Em cada Encontro Nacional, celebramos as nossas utopias e histórias em comunidade, guiando-nos pelos ventos que nos envolvem e nos conduzem aos sonhos e ações diárias que buscam uma casa-comum realmente justa, casa de todas as gentes.

Quanto aos desafios das juventudes e incidência política na garantia de direitos, partilhamos nossas perspectivas. O enfrentamento à violência contra a juventude negra, a desmilitarização da polícia, o patriarcado, a homofobia, a intolerância religiosa, a democratização dos meios de comunicação, a luta do povo negro e as “jornadas de junho” foram temas pontuais e importantes levantados em nosso encontro. Como destaque, sinalizamos que as intolerâncias e injustiças ferem a nossa casa-comum e são estruturadas a partir de um tripé: patriarcado, racismo e capitalismo. Junto a isto, apontamos a ambiguidade das experiências religiosas, que podem tanto legitimar estas intolerâncias e injustiças que estruturam a nossa sociedade, como podem trazer caminhos para a promoção de direitos e a construção de outros modos de viver, guiando-se a partir de distintas espiritualidades, como temos vivenciado nas experiências enquanto REJU, em um movimento: anti-patriarcado, anti-racismo e anti-capitalismo.

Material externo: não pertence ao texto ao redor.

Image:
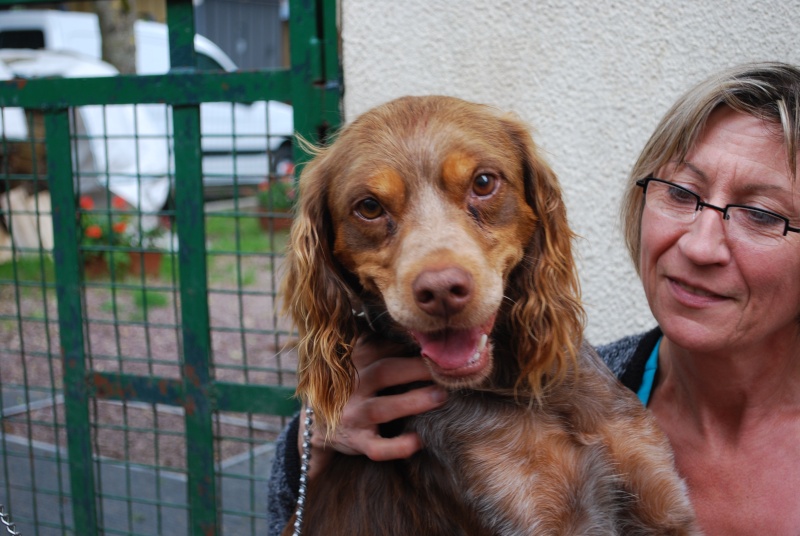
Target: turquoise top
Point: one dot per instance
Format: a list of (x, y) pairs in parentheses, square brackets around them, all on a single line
[(650, 369)]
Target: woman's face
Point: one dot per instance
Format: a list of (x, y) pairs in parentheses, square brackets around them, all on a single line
[(710, 293)]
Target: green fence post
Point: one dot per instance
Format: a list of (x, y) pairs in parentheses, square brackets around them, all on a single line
[(70, 320)]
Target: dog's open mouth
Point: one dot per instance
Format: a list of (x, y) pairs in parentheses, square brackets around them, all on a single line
[(457, 353)]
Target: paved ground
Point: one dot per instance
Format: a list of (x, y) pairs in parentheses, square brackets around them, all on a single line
[(148, 503)]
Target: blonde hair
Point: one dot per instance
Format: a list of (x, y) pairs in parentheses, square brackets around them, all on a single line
[(769, 91)]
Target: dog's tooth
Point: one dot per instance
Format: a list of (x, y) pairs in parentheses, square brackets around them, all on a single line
[(482, 342)]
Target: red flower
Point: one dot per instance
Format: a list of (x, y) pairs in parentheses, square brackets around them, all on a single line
[(119, 203), (86, 202), (94, 231)]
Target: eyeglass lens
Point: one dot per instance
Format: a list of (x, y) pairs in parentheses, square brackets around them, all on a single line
[(745, 223)]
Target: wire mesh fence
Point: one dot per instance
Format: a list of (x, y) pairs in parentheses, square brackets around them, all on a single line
[(131, 320), (145, 366)]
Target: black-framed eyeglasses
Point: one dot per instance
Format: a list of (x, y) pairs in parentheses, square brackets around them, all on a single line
[(748, 224)]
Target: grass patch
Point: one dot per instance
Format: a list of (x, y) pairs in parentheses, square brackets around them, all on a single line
[(149, 299), (242, 234)]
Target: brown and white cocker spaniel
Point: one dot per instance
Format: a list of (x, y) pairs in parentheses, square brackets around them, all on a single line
[(435, 221)]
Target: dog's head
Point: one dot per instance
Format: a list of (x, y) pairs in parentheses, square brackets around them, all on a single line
[(442, 214)]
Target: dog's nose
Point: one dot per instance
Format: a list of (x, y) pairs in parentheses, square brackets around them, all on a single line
[(443, 292)]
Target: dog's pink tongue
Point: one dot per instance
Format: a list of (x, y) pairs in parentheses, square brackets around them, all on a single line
[(449, 349)]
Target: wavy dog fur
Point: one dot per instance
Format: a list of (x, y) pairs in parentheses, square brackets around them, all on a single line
[(440, 222)]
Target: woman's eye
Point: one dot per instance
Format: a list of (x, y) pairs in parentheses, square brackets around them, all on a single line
[(484, 184), (369, 209)]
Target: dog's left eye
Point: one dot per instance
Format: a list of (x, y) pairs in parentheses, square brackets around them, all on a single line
[(369, 209), (484, 184)]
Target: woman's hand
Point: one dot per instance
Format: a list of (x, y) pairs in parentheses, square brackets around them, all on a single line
[(358, 431)]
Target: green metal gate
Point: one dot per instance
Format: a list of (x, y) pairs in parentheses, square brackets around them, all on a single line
[(107, 428)]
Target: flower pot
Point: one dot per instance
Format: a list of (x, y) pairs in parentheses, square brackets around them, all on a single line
[(95, 267), (147, 262)]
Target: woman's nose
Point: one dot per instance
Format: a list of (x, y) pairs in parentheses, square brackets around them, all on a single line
[(705, 240)]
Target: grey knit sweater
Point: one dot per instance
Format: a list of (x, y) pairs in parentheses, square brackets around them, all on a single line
[(625, 357)]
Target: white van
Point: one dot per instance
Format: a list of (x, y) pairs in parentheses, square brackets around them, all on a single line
[(237, 139)]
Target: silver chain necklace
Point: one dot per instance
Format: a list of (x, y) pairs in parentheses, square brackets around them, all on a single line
[(305, 459), (5, 518)]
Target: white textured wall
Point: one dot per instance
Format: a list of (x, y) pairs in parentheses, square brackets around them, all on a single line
[(592, 78)]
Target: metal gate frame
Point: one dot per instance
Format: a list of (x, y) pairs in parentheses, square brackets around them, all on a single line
[(313, 85)]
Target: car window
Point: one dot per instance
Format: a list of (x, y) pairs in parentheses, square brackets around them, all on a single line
[(22, 39), (207, 63)]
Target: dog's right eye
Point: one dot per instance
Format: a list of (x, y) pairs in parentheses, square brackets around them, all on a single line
[(369, 209)]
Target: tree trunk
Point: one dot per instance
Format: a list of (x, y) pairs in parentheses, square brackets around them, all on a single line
[(116, 27)]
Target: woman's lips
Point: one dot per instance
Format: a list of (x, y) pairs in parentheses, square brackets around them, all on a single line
[(693, 295)]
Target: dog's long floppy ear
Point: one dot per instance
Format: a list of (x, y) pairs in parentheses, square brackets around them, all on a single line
[(318, 299), (547, 317)]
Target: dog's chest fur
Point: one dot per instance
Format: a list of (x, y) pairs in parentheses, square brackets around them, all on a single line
[(495, 466)]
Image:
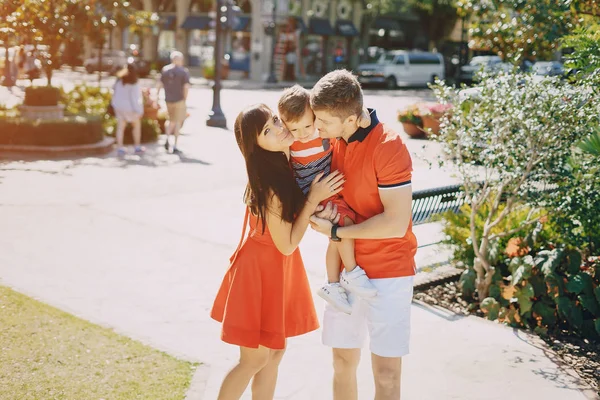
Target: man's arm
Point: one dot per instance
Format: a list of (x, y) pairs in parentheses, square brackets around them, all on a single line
[(391, 223), (186, 89), (158, 87)]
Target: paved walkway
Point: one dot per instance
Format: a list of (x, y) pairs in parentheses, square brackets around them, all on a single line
[(141, 245)]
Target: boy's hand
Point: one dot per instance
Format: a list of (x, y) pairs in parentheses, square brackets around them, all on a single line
[(321, 225)]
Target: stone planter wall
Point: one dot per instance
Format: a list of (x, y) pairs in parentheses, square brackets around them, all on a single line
[(42, 112)]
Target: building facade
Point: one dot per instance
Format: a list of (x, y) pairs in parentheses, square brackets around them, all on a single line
[(311, 36)]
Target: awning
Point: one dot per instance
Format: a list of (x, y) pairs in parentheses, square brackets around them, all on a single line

Para nós, esta articulação acontece a partir de nossa organização em redes. Outro diálogo que realizamos em nosso Encontro Nacional. O desafio posto a partir das novas configurações da sociedade e da ação política, passa pela capacidade de se articular lutas particulares com eixos de convergência e unidade; pela procura permanente de uma organização sustentada na horizontalidade, valorizando as conexões entre as pessoas, a lógica descentrada, a multiliderança, com outras comunidades de pertença e outras narrativas. O trabalho em rede mostra-se como uma capacidade de colocar comunidades e vivências de espiritualidade distintas, mas conectadas, na luta e promoção dos direitos das juventudes.

Com estas perspectivas, nos reunimos em regionais para avaliarmos as ações realizadas em 2013 e planejarmos o ano de 2014, revisitando e reafirmando os quatro eixos de atuação propostos para o biênio 2013/2014, sinalizados na “Carta de São Paulo”: 1) Juventude e Equidade de Gênero; 2) Juventude e Superação de Intolerâncias; 3) Enfrentamento à violência contra a juventude negra; e 4) Juventude e justiça socioambiental.

Por fim, celebramos e partilhamos a vida! Jovens de distintas experiências religiosas que se encontraram com o objetivo de ser rede na garantia dos direitos das juventudes, buscando interfaces com outros agrupamentos juvenis e sociais, sonhando outros mundos e lutando, a partir das distintas vivências de espiritualidade, pela justiça – o pulsar de nossa fé.